Dividends payable - JN Godsall & Co Limited
During the year ended 30 September 2024 dividends totalling £158,030 (2023: £112,840) were paid by I G Jukes & Co Limited to JN Godsall & Co Limited, a company in which Mr J O Godsall is also a director. At 30 September 2024 an amount of £1,880 (2023: £1,740) remained due from JN Godsall & Co Limited to I G Jukes & Co Limited.
Amounts owed by group undertakings
Included within creditors falling due within one year as at 30 September 2024 is a total of £nil (2023: £58,408) owed by I G Jukes & Co Limited to Jukes Brokers Limited. Also, as at 30 September 2024 an amount of £13 (2023: £13) remains due to I G Jukes & Co Limited from Jukes Brokers Limited.

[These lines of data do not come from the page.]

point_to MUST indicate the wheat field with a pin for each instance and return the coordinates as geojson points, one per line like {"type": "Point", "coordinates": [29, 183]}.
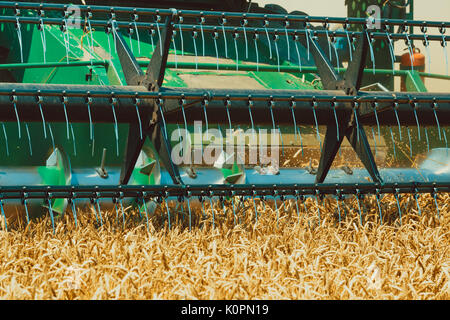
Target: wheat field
{"type": "Point", "coordinates": [288, 255]}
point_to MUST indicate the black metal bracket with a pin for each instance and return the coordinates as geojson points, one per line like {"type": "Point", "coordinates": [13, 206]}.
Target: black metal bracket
{"type": "Point", "coordinates": [152, 81]}
{"type": "Point", "coordinates": [348, 125]}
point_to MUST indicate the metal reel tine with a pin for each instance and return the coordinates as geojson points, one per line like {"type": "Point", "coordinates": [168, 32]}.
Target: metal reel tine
{"type": "Point", "coordinates": [256, 210]}
{"type": "Point", "coordinates": [377, 198]}
{"type": "Point", "coordinates": [3, 214]}
{"type": "Point", "coordinates": [435, 192]}
{"type": "Point", "coordinates": [212, 210]}
{"type": "Point", "coordinates": [357, 196]}
{"type": "Point", "coordinates": [6, 139]}
{"type": "Point", "coordinates": [168, 212]}
{"type": "Point", "coordinates": [50, 210]}
{"type": "Point", "coordinates": [396, 191]}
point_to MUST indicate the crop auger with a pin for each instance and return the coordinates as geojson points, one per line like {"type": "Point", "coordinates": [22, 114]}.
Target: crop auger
{"type": "Point", "coordinates": [111, 105]}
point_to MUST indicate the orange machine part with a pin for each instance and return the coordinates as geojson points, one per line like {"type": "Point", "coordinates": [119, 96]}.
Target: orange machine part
{"type": "Point", "coordinates": [418, 64]}
{"type": "Point", "coordinates": [418, 61]}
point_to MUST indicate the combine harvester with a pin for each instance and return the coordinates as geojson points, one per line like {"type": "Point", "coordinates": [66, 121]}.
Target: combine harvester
{"type": "Point", "coordinates": [95, 100]}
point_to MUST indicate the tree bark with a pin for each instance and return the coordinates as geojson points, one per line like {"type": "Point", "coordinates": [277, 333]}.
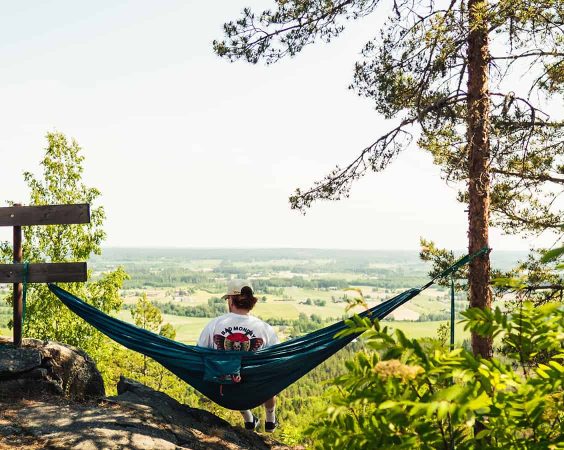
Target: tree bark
{"type": "Point", "coordinates": [478, 122]}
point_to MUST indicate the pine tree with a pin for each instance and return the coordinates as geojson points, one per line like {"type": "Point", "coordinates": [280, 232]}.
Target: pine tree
{"type": "Point", "coordinates": [468, 77]}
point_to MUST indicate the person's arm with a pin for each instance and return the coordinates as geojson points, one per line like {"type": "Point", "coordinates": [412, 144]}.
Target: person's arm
{"type": "Point", "coordinates": [272, 337]}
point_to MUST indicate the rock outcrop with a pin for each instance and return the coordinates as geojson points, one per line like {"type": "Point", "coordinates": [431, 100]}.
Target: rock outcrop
{"type": "Point", "coordinates": [137, 418]}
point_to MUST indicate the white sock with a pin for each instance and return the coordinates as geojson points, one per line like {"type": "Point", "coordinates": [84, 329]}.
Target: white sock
{"type": "Point", "coordinates": [270, 414]}
{"type": "Point", "coordinates": [247, 415]}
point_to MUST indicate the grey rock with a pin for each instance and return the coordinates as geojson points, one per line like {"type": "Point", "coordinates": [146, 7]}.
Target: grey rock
{"type": "Point", "coordinates": [43, 367]}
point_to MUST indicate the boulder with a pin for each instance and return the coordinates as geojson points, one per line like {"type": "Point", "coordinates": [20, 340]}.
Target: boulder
{"type": "Point", "coordinates": [42, 367]}
{"type": "Point", "coordinates": [137, 418]}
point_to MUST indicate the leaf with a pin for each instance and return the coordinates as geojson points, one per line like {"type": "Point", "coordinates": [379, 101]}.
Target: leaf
{"type": "Point", "coordinates": [552, 255]}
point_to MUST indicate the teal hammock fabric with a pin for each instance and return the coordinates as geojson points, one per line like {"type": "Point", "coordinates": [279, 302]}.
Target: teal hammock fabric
{"type": "Point", "coordinates": [236, 380]}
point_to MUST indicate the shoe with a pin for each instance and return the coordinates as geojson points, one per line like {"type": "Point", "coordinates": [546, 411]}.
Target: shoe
{"type": "Point", "coordinates": [270, 426]}
{"type": "Point", "coordinates": [252, 425]}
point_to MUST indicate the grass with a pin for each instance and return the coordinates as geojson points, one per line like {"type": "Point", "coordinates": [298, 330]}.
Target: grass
{"type": "Point", "coordinates": [416, 330]}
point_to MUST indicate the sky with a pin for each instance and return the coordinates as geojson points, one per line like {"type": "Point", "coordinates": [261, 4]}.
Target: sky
{"type": "Point", "coordinates": [190, 150]}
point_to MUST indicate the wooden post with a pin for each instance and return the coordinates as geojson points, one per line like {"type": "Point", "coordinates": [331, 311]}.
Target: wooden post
{"type": "Point", "coordinates": [18, 287]}
{"type": "Point", "coordinates": [17, 216]}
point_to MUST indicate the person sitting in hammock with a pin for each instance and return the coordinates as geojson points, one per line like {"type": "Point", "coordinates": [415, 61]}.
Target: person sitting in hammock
{"type": "Point", "coordinates": [240, 331]}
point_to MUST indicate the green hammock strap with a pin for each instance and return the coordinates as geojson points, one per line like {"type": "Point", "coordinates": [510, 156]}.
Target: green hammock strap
{"type": "Point", "coordinates": [452, 312]}
{"type": "Point", "coordinates": [457, 265]}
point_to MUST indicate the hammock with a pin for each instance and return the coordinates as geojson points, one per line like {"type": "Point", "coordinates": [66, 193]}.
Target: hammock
{"type": "Point", "coordinates": [234, 379]}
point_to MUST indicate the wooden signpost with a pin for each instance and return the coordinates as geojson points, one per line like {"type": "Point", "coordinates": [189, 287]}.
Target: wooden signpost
{"type": "Point", "coordinates": [17, 216]}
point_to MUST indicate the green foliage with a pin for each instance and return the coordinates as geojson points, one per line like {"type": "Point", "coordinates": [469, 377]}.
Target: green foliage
{"type": "Point", "coordinates": [61, 183]}
{"type": "Point", "coordinates": [405, 393]}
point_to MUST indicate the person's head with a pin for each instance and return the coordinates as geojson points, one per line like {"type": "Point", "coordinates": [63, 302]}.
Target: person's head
{"type": "Point", "coordinates": [240, 295]}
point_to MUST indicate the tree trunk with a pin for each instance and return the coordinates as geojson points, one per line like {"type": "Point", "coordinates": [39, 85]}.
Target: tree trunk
{"type": "Point", "coordinates": [478, 122]}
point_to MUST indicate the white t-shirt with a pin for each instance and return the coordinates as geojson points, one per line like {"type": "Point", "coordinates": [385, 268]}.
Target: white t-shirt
{"type": "Point", "coordinates": [237, 332]}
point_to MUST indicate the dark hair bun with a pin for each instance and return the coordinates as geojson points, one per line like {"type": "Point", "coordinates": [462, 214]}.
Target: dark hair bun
{"type": "Point", "coordinates": [246, 291]}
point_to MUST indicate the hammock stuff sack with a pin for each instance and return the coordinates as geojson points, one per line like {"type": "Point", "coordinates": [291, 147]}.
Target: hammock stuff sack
{"type": "Point", "coordinates": [235, 379]}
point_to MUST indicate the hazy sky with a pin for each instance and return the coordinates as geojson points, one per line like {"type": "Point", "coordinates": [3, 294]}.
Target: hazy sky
{"type": "Point", "coordinates": [192, 151]}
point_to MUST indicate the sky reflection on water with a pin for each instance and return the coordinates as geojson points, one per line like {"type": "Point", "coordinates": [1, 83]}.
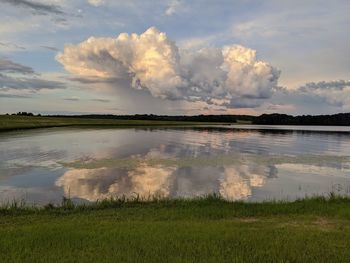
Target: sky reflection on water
{"type": "Point", "coordinates": [90, 164]}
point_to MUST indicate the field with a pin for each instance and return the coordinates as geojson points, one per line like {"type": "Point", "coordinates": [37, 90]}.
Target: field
{"type": "Point", "coordinates": [14, 122]}
{"type": "Point", "coordinates": [198, 230]}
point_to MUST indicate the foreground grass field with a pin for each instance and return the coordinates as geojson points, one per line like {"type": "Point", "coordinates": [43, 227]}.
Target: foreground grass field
{"type": "Point", "coordinates": [14, 122]}
{"type": "Point", "coordinates": [201, 230]}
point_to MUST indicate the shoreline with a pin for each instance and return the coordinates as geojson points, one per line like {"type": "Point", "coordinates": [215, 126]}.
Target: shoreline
{"type": "Point", "coordinates": [198, 230]}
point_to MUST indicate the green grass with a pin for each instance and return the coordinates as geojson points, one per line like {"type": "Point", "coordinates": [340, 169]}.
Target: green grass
{"type": "Point", "coordinates": [198, 230]}
{"type": "Point", "coordinates": [14, 122]}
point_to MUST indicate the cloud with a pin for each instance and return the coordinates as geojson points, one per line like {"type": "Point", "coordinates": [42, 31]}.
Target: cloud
{"type": "Point", "coordinates": [15, 76]}
{"type": "Point", "coordinates": [50, 48]}
{"type": "Point", "coordinates": [8, 45]}
{"type": "Point", "coordinates": [334, 93]}
{"type": "Point", "coordinates": [151, 61]}
{"type": "Point", "coordinates": [36, 7]}
{"type": "Point", "coordinates": [72, 99]}
{"type": "Point", "coordinates": [9, 66]}
{"type": "Point", "coordinates": [174, 7]}
{"type": "Point", "coordinates": [96, 2]}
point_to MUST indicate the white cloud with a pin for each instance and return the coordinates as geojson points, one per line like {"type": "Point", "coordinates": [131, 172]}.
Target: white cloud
{"type": "Point", "coordinates": [96, 2]}
{"type": "Point", "coordinates": [231, 76]}
{"type": "Point", "coordinates": [174, 7]}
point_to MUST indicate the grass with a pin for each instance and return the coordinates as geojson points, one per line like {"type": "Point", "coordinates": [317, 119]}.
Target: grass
{"type": "Point", "coordinates": [206, 229]}
{"type": "Point", "coordinates": [14, 122]}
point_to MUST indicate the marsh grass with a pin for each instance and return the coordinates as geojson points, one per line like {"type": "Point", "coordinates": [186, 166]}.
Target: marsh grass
{"type": "Point", "coordinates": [332, 205]}
{"type": "Point", "coordinates": [157, 229]}
{"type": "Point", "coordinates": [11, 122]}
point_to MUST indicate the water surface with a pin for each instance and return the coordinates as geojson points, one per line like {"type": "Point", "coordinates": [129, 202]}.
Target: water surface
{"type": "Point", "coordinates": [251, 163]}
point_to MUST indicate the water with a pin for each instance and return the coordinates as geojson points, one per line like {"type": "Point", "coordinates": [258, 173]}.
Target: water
{"type": "Point", "coordinates": [252, 163]}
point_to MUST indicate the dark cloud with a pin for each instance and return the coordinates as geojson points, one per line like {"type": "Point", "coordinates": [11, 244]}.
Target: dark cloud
{"type": "Point", "coordinates": [17, 76]}
{"type": "Point", "coordinates": [50, 48]}
{"type": "Point", "coordinates": [36, 7]}
{"type": "Point", "coordinates": [8, 66]}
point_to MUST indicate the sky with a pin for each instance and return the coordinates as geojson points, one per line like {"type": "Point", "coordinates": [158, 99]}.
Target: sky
{"type": "Point", "coordinates": [175, 57]}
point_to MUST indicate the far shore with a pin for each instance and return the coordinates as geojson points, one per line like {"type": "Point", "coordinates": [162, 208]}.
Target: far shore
{"type": "Point", "coordinates": [15, 122]}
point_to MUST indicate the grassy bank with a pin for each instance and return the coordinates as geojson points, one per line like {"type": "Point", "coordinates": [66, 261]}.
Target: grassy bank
{"type": "Point", "coordinates": [14, 122]}
{"type": "Point", "coordinates": [200, 230]}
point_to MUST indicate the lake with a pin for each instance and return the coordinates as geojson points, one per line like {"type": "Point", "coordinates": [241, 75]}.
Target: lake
{"type": "Point", "coordinates": [240, 162]}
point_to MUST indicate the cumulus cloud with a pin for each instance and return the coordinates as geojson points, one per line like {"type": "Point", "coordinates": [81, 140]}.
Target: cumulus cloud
{"type": "Point", "coordinates": [231, 76]}
{"type": "Point", "coordinates": [333, 92]}
{"type": "Point", "coordinates": [239, 180]}
{"type": "Point", "coordinates": [174, 7]}
{"type": "Point", "coordinates": [9, 66]}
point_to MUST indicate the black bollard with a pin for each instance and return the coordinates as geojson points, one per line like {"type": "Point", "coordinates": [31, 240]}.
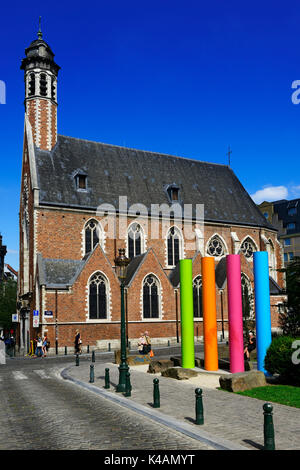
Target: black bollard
{"type": "Point", "coordinates": [156, 394]}
{"type": "Point", "coordinates": [199, 407]}
{"type": "Point", "coordinates": [127, 386]}
{"type": "Point", "coordinates": [107, 384]}
{"type": "Point", "coordinates": [92, 374]}
{"type": "Point", "coordinates": [269, 440]}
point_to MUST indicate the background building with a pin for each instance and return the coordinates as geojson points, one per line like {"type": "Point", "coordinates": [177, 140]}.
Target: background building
{"type": "Point", "coordinates": [285, 216]}
{"type": "Point", "coordinates": [68, 245]}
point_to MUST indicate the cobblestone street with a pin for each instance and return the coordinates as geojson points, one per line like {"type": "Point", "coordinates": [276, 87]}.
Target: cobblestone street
{"type": "Point", "coordinates": [40, 410]}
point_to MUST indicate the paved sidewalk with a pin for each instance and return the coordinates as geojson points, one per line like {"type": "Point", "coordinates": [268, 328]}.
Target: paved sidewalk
{"type": "Point", "coordinates": [231, 421]}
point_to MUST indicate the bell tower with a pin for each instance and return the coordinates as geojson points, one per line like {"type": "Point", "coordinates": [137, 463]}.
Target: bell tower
{"type": "Point", "coordinates": [40, 76]}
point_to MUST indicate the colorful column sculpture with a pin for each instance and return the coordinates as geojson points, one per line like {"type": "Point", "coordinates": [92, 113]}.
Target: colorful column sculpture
{"type": "Point", "coordinates": [187, 314]}
{"type": "Point", "coordinates": [235, 313]}
{"type": "Point", "coordinates": [262, 307]}
{"type": "Point", "coordinates": [209, 314]}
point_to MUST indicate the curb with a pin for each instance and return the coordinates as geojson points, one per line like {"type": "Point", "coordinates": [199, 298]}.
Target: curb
{"type": "Point", "coordinates": [187, 429]}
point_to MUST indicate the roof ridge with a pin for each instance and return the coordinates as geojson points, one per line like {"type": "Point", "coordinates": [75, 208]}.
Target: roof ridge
{"type": "Point", "coordinates": [144, 151]}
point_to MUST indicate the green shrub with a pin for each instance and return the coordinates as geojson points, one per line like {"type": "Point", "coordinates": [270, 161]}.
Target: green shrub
{"type": "Point", "coordinates": [278, 359]}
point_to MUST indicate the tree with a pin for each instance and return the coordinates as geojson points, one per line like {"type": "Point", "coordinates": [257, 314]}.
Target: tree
{"type": "Point", "coordinates": [289, 319]}
{"type": "Point", "coordinates": [8, 298]}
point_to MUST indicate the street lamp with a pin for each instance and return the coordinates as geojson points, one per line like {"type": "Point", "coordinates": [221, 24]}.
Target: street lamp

Finally, as at 30 September 2024 an amount of £34,286 (2023: £nil) remained due to I G Jukes & Co Limited from Selly Oak Insurance Services Limited, a subsidiary of the company.
13
PARENT COMPANY
The company is under the majority control of Jukes Brokers Limited and JN Godsall & Co Limited by virtue of their 90% joint holding in the issued ordinary share capital of I G Jukes & Co Limited.